Justice, Justice: woe betides us everywhere when, for this reason or for that, we fail to do justice! No beneficence, benevolence, or other virtuous contribution will make good the want. And in what a rate of terrible geometrical progression, far beyond our poor computation, any act of Injustice once done by us grows; rooting itself ever anew, spreading ever anew, like a banyan-tree,--blasting all life under it, for it is a poison-tree! There is but one thing needed for the world; but that one is indispensable. Justice, Justice, in the name of Heaven; give us Justice, and we live; give us only counterfeits of it, or succedanea for it, and we die!

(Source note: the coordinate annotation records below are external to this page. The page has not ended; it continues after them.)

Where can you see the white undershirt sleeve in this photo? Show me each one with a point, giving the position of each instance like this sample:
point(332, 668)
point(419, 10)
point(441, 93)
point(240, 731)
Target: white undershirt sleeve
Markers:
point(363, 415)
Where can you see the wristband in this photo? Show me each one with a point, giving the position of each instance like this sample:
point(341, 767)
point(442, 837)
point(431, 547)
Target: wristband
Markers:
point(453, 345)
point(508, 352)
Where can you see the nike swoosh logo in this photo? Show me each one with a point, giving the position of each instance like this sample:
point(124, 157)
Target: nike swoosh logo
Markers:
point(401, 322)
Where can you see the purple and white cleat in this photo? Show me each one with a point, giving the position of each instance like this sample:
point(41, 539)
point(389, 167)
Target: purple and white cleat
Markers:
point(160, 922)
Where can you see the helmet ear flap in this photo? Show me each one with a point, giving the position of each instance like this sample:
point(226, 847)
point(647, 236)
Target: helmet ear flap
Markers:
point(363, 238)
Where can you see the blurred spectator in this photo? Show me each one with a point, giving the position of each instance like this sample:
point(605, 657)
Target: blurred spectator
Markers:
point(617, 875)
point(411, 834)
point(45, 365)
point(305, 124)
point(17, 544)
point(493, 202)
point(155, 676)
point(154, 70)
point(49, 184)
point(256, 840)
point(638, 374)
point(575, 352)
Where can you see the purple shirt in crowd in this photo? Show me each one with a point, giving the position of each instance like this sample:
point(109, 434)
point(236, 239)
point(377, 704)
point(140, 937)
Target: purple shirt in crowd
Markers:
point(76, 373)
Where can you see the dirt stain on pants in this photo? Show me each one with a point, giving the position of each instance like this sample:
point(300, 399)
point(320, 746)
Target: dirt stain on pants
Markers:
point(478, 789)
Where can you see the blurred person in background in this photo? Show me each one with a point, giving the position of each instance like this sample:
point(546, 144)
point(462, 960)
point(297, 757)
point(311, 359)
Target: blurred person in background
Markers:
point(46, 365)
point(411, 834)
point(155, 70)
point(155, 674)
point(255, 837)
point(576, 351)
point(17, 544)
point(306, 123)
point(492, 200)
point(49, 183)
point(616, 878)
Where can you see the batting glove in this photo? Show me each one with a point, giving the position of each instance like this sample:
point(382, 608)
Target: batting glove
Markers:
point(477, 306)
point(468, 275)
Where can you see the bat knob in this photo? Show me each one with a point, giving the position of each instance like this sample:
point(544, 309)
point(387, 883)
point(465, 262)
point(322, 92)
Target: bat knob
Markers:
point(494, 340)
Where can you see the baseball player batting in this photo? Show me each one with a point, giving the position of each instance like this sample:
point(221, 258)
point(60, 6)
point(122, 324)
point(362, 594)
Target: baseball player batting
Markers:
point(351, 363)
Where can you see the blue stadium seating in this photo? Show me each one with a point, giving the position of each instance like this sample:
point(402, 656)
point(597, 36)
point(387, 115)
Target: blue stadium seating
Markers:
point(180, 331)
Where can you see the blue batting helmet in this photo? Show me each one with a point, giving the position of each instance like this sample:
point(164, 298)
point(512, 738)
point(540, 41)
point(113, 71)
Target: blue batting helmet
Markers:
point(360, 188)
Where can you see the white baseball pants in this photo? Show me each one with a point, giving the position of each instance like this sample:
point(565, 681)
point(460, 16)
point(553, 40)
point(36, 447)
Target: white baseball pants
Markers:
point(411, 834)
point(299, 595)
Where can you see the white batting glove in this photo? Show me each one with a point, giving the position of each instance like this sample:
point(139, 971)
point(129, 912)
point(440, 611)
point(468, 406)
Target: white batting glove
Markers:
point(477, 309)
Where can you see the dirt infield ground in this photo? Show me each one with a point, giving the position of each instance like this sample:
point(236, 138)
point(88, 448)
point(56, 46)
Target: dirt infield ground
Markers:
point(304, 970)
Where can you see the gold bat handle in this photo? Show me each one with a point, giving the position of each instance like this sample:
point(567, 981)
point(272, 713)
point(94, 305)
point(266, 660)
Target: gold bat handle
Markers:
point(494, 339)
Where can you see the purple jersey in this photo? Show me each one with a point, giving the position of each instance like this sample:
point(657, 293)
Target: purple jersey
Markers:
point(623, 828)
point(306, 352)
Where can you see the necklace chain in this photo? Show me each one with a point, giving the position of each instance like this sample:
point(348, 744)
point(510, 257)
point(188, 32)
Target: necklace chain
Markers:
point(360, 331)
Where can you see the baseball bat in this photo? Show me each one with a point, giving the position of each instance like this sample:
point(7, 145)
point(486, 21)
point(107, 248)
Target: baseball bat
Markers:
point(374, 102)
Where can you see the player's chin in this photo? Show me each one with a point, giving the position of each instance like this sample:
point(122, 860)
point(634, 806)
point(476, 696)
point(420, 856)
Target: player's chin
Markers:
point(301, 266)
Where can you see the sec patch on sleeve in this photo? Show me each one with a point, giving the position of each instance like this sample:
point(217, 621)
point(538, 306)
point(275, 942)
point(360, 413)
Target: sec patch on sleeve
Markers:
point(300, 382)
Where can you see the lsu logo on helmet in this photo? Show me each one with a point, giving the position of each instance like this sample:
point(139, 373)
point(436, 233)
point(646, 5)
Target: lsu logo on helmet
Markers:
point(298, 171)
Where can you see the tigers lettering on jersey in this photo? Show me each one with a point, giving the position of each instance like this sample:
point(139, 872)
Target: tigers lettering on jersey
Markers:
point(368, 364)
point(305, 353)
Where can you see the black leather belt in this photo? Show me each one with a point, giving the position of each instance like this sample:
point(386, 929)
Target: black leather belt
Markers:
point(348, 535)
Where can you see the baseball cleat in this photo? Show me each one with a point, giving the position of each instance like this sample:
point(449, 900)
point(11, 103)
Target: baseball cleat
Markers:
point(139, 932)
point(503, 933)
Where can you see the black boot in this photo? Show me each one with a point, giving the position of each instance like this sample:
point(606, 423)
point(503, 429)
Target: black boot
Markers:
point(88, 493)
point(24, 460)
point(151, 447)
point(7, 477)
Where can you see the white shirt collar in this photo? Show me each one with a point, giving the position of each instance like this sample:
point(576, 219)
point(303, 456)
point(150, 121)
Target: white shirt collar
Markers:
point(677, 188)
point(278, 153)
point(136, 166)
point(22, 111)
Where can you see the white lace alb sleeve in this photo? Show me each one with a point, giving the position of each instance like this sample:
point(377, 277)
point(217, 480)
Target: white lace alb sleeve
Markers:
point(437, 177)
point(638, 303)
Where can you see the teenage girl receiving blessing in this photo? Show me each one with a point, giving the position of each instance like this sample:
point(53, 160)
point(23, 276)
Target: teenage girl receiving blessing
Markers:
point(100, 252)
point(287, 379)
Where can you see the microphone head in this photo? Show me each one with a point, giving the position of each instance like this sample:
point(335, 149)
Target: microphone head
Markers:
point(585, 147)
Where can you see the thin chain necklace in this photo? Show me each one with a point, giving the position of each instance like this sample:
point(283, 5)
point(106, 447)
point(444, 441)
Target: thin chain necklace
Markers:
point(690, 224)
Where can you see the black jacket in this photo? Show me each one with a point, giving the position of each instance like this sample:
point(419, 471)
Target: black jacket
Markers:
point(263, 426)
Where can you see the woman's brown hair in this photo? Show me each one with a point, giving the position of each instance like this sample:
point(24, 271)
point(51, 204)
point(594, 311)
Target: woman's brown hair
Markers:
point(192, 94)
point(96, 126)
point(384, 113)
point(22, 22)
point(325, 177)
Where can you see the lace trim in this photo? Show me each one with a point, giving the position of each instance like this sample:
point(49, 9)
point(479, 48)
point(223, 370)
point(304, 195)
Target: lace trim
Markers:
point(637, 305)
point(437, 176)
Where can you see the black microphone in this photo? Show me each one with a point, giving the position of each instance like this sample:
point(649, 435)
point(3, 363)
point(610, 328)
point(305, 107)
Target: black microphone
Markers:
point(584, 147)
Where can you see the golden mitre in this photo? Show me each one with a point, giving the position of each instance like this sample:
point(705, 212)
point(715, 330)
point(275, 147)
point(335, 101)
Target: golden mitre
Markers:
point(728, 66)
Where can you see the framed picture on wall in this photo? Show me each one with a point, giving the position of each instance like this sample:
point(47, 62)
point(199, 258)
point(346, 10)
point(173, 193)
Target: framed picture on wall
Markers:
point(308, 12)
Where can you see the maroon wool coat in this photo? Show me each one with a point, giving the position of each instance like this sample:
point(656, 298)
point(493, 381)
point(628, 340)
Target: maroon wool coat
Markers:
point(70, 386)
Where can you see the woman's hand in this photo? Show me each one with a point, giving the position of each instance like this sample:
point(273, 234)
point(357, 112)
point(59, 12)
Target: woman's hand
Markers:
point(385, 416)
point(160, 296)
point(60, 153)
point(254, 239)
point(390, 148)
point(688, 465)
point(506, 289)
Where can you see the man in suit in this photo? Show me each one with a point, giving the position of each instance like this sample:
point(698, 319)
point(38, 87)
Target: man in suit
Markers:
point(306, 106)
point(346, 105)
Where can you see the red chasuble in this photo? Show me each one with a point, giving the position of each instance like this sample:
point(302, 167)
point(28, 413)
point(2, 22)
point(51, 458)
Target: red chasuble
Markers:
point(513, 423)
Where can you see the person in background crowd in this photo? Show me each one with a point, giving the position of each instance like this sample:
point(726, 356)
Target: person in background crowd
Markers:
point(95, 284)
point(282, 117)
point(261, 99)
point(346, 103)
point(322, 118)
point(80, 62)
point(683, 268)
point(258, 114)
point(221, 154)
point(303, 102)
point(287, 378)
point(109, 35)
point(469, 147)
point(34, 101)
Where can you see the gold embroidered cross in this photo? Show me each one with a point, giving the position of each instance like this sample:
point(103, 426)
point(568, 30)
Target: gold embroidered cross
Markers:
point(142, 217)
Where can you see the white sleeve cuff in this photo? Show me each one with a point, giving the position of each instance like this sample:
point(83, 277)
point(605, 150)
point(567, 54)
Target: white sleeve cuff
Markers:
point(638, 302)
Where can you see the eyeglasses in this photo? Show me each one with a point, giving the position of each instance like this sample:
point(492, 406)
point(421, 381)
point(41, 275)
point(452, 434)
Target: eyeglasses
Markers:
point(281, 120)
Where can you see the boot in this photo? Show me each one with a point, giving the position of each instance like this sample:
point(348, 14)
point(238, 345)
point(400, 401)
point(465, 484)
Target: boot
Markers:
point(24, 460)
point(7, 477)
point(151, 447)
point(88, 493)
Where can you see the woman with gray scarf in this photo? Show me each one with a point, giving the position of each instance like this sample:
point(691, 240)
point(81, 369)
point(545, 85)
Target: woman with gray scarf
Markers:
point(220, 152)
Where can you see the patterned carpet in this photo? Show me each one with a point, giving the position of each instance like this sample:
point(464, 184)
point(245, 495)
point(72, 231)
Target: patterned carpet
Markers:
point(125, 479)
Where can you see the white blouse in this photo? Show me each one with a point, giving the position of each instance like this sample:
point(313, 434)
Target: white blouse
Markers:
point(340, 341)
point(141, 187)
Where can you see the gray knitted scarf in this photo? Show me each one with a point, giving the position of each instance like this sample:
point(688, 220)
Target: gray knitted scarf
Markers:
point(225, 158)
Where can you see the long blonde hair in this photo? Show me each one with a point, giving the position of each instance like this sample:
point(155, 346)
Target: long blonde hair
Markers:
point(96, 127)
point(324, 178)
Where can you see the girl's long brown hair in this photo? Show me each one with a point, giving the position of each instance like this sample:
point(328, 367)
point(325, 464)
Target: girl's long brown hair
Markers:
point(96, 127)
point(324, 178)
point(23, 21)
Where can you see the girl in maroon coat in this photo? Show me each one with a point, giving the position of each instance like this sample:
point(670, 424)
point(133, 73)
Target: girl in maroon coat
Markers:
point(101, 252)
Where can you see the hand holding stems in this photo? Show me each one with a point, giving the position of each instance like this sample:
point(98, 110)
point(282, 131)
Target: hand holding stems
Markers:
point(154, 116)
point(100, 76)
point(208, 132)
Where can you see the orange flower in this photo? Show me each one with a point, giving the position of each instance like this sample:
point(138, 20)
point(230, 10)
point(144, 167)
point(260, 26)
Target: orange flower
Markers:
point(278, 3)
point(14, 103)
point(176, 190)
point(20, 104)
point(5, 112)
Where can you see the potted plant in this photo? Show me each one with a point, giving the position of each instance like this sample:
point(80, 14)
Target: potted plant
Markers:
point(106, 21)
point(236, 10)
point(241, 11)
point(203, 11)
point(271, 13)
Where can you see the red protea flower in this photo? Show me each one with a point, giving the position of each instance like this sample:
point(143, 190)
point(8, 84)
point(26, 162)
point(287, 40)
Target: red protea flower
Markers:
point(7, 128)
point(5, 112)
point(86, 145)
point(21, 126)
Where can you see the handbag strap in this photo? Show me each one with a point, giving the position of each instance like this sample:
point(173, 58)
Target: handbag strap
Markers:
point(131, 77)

Oh, this universal syllabub of philanthropic twaddle! My friend, it is very sad, now when Christianity is as good as extinct in all hearts, to meet this ghastly-Phantasm of Christianity parading through almost all. "I will clean your foul thoroughfares, and make your Devil's-cloaca of a world into a garden of Heaven," jabbers this Phantasm, itself a phosphorescence and unclean! The worst, it is written, comes from corruption of the best:--Semitic forms now lying putrescent, dead and still unburied, this phosphorescence rises. I say sometimes, such a blockhead Idol, and miserable _White_ Mumbo-jumbo, fashioned out of deciduous sticks and cast clothes, out of extinct cants and modern sentimentalisms, as that which they sing litanies to at Exeter Hall and extensively elsewhere, was perhaps never set up by human folly before. Unhappy creatures, that is not the Maker of the Universe, not that, look one moment at the Universe, and see! That is a paltry Phantasm, engendered in your own sick brain; whoever follows that as a Reality will fall into the ditch.